Born in 1919, Dad came-of-age in the Great Depression. Combined with the thriftiness necessary with having nine children, making ice fit in with one of Dad’s fundamental life purposes: to save money.

It never occurred to me to say, “How much are you going to pay me for this?” Or, “Why aren’t you asking Mary or Brian to make ice?” As the eighth of nine children, making ice offered me a way to contribute to the family that no one else could claim.

“Use these bags.” Dad showed me a box of new plastic bags.

“Cool,” I thought. The family rule was to use old bread bags with stale crumbs in the bottom. My job was special because I was allowed to use new plastic bags. It doesn’t take much to please children.

I took my duty seriously and harvested about four pounds of ice first thing in the morning and again after dinner. Dad was right. The mechanical icemaker was inadequate. When we opened the freezer too often during hot weather, the temperature rose and it wouldn’t lay ice.

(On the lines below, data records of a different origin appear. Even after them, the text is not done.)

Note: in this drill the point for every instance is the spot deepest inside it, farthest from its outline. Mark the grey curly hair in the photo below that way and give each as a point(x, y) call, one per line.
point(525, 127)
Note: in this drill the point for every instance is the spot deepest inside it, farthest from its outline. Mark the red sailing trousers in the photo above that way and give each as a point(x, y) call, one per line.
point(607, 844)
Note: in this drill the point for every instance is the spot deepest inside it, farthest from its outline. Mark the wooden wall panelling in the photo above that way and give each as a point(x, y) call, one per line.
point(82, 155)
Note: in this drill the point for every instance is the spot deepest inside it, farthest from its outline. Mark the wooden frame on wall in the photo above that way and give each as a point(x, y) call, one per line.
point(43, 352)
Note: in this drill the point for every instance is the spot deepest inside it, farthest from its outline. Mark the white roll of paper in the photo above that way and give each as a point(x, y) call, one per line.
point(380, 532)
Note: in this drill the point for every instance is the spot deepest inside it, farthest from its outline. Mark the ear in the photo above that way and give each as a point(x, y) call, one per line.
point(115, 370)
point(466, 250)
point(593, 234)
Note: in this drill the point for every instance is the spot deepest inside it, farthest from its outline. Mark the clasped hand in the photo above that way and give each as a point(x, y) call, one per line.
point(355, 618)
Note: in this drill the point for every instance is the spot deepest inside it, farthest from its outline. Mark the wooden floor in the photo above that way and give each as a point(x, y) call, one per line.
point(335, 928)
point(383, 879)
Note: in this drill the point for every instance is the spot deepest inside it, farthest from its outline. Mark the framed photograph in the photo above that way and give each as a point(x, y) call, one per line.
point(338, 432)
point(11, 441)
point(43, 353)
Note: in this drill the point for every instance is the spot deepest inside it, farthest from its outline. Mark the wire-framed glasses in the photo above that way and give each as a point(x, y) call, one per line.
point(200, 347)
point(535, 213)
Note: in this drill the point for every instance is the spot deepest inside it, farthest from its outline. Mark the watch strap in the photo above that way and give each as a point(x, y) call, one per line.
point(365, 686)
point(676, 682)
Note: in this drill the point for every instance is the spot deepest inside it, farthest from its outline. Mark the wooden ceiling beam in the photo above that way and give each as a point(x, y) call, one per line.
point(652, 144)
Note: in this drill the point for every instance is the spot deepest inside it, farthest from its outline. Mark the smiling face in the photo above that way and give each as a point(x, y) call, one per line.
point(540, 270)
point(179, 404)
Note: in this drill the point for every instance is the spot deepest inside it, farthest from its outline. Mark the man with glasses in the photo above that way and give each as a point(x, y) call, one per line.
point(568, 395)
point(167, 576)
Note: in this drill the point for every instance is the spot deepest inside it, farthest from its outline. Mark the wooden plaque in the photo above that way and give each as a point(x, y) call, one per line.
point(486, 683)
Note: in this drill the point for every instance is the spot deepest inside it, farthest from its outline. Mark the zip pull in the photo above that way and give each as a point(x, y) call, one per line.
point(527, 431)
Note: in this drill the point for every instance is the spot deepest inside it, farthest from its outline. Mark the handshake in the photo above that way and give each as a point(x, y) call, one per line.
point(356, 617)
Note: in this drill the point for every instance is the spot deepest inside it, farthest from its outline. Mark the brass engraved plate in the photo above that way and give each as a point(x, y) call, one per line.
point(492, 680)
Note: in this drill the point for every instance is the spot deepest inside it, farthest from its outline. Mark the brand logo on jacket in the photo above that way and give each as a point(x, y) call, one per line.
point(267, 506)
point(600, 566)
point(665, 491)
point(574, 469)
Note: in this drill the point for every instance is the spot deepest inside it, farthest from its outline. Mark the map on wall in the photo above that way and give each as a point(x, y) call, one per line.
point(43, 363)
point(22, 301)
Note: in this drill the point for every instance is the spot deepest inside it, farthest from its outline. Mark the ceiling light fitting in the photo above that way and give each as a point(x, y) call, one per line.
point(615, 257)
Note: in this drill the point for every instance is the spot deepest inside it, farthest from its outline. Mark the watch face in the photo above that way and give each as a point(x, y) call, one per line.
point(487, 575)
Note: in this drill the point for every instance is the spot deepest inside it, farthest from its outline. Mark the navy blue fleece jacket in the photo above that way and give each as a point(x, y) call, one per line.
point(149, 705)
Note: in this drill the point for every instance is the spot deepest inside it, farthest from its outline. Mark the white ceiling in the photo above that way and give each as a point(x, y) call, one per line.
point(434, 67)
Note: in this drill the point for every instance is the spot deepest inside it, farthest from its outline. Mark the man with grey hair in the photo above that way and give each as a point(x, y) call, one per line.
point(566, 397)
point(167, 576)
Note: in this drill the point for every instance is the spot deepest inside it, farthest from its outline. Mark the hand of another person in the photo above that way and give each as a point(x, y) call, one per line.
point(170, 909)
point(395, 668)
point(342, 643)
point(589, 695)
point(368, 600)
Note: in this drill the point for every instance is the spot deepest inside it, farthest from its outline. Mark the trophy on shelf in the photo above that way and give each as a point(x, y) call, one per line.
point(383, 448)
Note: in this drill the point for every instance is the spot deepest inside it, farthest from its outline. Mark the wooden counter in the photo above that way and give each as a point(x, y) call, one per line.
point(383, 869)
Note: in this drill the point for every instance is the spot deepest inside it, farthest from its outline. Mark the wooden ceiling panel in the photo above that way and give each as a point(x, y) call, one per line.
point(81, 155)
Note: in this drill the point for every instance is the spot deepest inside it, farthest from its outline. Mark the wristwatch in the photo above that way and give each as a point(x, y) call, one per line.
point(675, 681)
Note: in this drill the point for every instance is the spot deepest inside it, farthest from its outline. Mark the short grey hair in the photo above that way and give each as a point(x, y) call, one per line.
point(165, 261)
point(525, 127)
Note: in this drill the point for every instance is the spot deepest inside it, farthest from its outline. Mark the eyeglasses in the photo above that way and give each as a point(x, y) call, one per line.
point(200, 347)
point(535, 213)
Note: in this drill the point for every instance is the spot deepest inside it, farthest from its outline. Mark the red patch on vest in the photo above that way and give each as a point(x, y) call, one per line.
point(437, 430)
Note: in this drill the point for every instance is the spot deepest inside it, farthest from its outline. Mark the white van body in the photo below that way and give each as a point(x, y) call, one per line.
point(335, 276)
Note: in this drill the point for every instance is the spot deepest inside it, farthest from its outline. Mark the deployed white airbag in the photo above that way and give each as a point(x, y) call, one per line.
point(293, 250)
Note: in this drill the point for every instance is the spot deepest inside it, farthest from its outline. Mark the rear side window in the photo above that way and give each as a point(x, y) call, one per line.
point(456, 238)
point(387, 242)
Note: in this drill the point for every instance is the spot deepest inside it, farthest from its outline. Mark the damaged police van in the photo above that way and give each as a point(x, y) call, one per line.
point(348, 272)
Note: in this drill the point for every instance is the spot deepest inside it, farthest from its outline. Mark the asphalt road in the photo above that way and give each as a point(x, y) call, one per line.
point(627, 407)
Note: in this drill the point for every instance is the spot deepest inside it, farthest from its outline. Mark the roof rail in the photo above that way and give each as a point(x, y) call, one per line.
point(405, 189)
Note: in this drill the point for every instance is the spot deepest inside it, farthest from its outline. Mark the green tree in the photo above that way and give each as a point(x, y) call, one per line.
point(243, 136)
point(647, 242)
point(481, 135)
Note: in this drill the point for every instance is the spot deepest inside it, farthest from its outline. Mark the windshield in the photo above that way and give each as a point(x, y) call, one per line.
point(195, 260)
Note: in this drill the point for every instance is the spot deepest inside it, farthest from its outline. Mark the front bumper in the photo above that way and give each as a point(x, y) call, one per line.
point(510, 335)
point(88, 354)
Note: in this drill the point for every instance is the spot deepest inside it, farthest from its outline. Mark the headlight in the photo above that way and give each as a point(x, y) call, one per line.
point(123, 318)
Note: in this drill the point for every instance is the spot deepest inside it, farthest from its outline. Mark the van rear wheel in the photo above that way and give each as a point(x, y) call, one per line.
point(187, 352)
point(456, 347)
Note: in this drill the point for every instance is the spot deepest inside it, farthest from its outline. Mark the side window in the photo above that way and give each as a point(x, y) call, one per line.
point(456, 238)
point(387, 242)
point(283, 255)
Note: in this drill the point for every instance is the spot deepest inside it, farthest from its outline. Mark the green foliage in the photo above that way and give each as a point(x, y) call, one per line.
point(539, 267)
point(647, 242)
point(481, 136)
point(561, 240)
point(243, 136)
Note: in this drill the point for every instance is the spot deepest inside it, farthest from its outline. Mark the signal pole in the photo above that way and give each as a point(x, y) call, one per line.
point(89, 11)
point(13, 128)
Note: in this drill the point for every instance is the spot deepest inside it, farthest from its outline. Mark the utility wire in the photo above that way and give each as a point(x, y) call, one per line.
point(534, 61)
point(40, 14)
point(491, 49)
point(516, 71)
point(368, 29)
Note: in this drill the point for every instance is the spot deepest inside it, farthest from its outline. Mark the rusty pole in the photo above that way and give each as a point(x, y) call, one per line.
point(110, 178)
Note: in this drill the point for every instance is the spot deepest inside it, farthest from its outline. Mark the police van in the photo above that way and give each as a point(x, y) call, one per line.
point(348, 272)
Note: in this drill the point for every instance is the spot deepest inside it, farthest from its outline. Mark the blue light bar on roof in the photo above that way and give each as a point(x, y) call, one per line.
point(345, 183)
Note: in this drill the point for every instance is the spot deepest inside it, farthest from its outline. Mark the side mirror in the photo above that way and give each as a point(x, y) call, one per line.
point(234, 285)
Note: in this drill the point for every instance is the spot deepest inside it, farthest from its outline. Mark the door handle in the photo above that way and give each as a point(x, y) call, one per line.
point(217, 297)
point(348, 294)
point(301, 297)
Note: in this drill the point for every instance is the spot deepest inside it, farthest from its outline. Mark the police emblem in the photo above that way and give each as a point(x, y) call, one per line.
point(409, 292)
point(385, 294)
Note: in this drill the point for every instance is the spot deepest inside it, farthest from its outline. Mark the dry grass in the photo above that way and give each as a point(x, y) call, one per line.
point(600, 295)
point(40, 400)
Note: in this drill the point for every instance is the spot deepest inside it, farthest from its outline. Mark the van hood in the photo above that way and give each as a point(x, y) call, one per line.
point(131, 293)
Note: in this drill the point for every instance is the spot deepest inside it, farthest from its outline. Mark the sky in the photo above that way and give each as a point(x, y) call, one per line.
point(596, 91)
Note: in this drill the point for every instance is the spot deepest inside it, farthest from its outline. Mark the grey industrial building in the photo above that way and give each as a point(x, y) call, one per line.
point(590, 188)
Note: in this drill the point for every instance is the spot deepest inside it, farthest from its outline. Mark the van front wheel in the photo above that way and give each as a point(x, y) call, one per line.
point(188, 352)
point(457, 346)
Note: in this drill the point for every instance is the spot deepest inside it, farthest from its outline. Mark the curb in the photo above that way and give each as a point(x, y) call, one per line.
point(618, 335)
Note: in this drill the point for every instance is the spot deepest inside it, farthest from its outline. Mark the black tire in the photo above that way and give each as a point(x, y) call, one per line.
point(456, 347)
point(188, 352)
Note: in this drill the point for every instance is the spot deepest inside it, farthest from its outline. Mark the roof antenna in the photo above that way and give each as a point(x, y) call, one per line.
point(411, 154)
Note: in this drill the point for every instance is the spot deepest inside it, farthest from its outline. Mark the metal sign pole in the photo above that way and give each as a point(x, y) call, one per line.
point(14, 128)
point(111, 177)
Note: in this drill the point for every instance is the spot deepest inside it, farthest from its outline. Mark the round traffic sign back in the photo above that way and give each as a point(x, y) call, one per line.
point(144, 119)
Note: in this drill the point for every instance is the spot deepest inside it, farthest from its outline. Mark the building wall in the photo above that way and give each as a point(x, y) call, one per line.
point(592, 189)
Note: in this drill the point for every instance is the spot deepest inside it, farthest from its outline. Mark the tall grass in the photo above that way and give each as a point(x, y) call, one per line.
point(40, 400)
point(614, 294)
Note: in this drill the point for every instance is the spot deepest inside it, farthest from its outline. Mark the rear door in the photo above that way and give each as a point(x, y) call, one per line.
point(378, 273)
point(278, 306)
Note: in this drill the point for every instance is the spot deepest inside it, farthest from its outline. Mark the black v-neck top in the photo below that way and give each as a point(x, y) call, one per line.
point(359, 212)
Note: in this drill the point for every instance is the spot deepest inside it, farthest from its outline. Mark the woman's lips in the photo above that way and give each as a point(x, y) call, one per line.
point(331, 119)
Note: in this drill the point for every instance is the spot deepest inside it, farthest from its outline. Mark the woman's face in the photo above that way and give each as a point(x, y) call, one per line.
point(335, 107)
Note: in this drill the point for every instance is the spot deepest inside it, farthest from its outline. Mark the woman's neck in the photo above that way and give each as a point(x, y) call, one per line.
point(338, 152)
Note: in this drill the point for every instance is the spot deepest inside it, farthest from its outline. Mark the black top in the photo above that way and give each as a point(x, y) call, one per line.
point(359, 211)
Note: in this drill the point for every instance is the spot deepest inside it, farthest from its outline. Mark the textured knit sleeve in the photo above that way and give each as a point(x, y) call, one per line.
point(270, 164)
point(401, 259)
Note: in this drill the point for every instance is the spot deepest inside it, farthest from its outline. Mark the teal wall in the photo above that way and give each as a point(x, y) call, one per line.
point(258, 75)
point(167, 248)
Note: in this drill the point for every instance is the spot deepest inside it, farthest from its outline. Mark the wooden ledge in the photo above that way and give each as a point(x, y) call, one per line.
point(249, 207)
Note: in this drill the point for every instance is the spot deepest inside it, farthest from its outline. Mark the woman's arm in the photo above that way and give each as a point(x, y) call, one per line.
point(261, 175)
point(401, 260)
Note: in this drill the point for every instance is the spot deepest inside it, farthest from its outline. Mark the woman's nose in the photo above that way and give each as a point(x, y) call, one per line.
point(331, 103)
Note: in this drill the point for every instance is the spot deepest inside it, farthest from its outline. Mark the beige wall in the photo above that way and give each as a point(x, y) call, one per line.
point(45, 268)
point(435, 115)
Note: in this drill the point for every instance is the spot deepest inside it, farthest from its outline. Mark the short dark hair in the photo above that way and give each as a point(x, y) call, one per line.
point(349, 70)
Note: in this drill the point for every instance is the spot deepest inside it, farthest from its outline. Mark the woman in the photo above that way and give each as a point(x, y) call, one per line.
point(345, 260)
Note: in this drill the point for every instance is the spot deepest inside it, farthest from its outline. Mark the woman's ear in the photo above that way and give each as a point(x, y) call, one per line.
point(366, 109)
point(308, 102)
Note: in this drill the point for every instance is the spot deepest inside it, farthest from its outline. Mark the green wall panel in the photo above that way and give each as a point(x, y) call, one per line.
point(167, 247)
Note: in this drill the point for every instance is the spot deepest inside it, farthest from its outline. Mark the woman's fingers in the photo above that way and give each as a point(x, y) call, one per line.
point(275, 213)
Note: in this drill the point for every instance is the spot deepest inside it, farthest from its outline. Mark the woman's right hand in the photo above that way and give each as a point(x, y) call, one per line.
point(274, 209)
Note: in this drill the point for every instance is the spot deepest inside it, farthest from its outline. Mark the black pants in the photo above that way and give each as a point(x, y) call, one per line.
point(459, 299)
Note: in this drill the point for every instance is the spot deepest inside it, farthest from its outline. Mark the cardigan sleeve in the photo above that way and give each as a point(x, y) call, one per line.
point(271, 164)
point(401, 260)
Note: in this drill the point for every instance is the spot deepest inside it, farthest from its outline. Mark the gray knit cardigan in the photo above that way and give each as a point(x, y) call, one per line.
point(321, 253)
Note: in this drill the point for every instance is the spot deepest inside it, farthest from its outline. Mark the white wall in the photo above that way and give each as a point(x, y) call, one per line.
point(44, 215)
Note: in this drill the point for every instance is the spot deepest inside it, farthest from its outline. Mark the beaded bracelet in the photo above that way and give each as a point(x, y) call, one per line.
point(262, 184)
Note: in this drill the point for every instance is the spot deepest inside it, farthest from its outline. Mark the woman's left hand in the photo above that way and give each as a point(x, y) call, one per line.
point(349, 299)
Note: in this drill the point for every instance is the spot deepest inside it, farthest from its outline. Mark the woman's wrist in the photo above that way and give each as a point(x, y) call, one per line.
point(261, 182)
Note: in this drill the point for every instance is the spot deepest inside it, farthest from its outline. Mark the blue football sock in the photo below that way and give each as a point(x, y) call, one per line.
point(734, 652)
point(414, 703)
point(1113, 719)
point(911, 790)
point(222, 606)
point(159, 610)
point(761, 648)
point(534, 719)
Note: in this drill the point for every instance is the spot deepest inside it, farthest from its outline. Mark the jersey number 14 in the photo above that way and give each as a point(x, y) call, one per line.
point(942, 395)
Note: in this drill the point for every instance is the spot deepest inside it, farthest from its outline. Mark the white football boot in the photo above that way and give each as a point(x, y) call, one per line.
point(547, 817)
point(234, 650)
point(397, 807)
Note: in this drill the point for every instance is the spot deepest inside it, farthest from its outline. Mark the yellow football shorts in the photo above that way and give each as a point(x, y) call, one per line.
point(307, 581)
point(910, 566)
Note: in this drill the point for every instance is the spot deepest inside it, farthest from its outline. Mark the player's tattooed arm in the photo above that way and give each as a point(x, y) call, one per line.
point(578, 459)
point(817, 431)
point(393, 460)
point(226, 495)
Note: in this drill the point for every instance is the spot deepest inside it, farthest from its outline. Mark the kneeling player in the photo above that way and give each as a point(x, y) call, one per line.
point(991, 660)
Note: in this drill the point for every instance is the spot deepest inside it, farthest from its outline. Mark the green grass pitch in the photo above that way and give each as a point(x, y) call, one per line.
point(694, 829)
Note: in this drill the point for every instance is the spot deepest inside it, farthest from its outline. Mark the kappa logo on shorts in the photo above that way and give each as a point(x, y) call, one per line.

Other malfunctions stopped production: cubes clogged the mechanism, the waterline crimped, and the ice tasted funny. On a good night when no one opened the freezer, it laid a small pile in the bottom of the bin, which got us to noon and lacked the sweet taste of my ice.

I felt proud when my ice was served with dinner and at Dad’s weekly backyard volleyball game with other DuPont lab rats. When the ice bin was empty, I’d bound down to the basement freezer for a bag of “free” ice. While my contribution was rarely acknowledged by my father or others, I saw everyone using my ice during a hot and muggy Delaware summer day. I particularly liked to make ice when Dad was in the basement tinkering.